For the longest time, even after I began writing about sex and relationships, I had a hard time believing any of these things actually existed. Because I hadn't experienced them personally, they were mythical creatures like fairies, unicorns, and centaurs. In fact, I firmly believed I had a better chance of stumbling into Puck from A Midsummer Night's Dream while wandering through a forest than ever achieving the aforementioned three sexual goals.

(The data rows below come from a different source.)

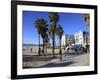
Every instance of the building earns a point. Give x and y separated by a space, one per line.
81 38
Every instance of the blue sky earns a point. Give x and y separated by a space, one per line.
71 23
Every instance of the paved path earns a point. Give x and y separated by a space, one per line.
31 61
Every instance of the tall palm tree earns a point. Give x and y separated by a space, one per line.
43 35
46 40
40 24
54 17
59 33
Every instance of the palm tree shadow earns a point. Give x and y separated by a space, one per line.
59 64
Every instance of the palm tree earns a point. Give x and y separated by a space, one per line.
87 19
44 34
54 17
40 24
59 33
46 41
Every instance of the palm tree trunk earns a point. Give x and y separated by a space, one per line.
46 47
43 48
53 42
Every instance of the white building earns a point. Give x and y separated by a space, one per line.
67 40
63 40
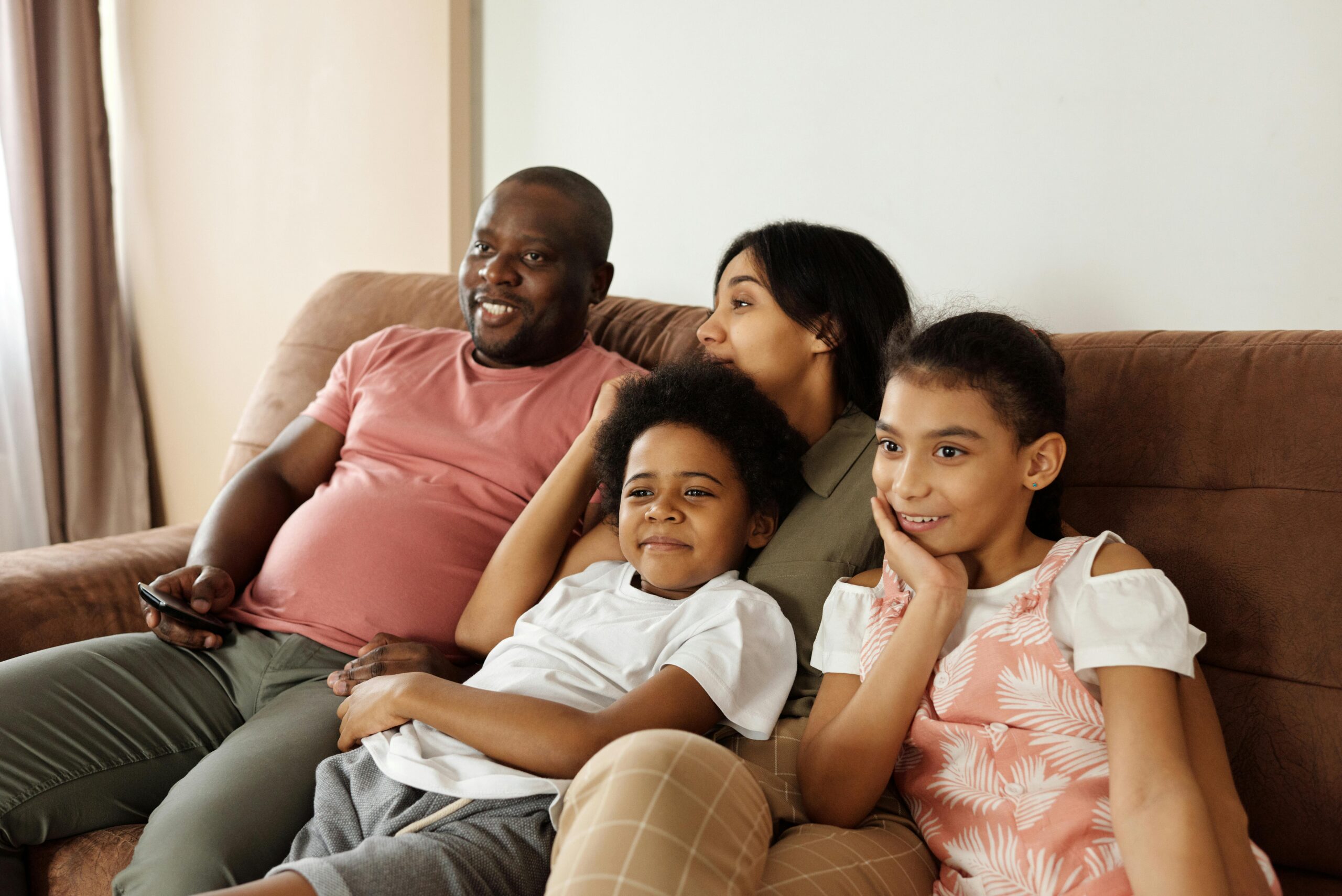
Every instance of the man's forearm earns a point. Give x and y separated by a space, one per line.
241 525
536 736
523 565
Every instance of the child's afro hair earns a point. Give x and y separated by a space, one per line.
718 402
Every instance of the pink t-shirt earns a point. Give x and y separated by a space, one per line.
440 455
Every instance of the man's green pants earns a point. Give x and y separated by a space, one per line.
217 749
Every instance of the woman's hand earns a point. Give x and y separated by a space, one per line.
936 580
375 706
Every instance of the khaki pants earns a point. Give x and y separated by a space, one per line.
665 813
215 749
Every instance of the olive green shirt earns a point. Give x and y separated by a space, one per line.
830 534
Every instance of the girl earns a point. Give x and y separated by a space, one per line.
645 624
1022 687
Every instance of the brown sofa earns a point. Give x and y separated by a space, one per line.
1209 451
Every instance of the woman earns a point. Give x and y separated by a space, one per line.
802 309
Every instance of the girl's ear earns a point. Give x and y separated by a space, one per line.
1043 460
764 524
827 337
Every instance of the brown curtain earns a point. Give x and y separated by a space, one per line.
54 125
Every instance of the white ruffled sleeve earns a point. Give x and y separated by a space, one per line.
842 627
1133 618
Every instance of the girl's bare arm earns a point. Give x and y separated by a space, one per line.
856 733
1161 822
1212 769
857 729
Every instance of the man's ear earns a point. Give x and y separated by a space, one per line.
764 524
602 277
1043 460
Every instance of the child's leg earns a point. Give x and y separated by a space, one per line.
282 884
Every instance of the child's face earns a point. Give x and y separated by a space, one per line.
952 470
685 515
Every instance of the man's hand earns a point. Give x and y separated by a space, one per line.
209 589
392 655
375 706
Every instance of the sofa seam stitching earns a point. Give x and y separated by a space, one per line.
1316 491
120 762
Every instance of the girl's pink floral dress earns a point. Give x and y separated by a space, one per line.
1005 768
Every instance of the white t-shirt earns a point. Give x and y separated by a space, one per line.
1133 618
591 640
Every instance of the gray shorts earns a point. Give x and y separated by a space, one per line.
353 848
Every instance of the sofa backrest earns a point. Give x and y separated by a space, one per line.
1212 452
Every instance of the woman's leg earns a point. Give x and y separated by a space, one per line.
662 812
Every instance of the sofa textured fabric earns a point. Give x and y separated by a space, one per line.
1212 452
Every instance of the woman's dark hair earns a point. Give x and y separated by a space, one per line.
814 272
1015 366
721 403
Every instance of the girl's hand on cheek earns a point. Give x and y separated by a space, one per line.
938 580
373 706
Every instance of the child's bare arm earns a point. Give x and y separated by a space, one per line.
1161 822
1212 768
857 729
532 554
536 736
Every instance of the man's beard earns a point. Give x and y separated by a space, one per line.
517 347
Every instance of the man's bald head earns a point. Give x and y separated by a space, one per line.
593 212
537 261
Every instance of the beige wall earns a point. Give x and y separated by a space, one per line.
1099 165
264 147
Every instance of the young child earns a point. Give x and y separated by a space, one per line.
645 624
1020 687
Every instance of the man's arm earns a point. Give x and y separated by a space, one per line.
536 550
526 733
241 525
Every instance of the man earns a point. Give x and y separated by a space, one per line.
373 512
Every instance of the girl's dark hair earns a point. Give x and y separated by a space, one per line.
1018 371
718 402
814 272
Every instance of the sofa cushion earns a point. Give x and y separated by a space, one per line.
1214 454
82 866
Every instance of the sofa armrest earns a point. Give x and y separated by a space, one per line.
66 593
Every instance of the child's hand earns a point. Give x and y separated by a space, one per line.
372 707
941 580
607 397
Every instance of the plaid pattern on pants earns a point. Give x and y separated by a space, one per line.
667 813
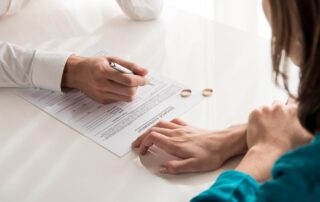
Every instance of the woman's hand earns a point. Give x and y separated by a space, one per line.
272 131
198 149
95 78
276 126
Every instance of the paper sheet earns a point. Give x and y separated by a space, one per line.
115 126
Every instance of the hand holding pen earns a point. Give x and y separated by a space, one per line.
104 79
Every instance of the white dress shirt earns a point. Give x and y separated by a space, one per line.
20 67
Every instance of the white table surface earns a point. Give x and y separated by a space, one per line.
42 159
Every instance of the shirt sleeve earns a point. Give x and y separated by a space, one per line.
21 67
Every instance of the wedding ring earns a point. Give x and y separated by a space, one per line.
207 92
186 93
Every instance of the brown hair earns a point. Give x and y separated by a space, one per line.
299 19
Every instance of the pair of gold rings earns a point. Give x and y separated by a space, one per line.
207 92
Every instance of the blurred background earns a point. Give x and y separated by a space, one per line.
246 15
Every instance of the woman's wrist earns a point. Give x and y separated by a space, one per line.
259 160
234 141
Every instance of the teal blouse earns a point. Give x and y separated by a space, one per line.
296 177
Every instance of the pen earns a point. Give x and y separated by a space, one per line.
123 70
120 68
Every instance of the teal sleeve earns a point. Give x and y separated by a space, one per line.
230 186
296 178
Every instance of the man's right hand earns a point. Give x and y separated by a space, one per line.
95 78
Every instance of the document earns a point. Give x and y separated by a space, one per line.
115 126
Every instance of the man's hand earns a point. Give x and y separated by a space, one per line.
198 149
95 78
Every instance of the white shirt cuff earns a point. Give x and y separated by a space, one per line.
47 69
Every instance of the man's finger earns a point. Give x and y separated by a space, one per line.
130 80
137 142
136 69
168 125
160 141
179 122
178 166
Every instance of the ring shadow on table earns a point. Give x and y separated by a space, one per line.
155 157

Then, one day back in 2017, thanks to my partner wearing a vibrating cock ring, I achieved that elusive G-spot orgasm. Although it felt amazing and quite different from a clitoral orgasm, it wasn't what I expected. Don't get me wrong, it felt wonderful, but I expected fireworks when I achieve something that's on my sexual bucket list. (See: How to Use a Cock Ring — Plus, 8 to Try)

In 2020, I attempted to give myself a G-spot orgasm without the help of anyone else. At the time, we were smack dab in the middle of the pandemic and my sex drive was at an all-time low (in fact, I wasn't sure if I'd have any sort of sex again). But then sex toy company Le Wand sent me the new Bow toy from their stainless steel collection — and when Le Wand sends you samples, you don't just put them aside. Instead, you rip the box open with the fervor of an orgasm-deprived human and get straight to work. (See: These Stainless Steel Sex Toys Will Add a Whole New Element to Your Solo (or Partnered) Play)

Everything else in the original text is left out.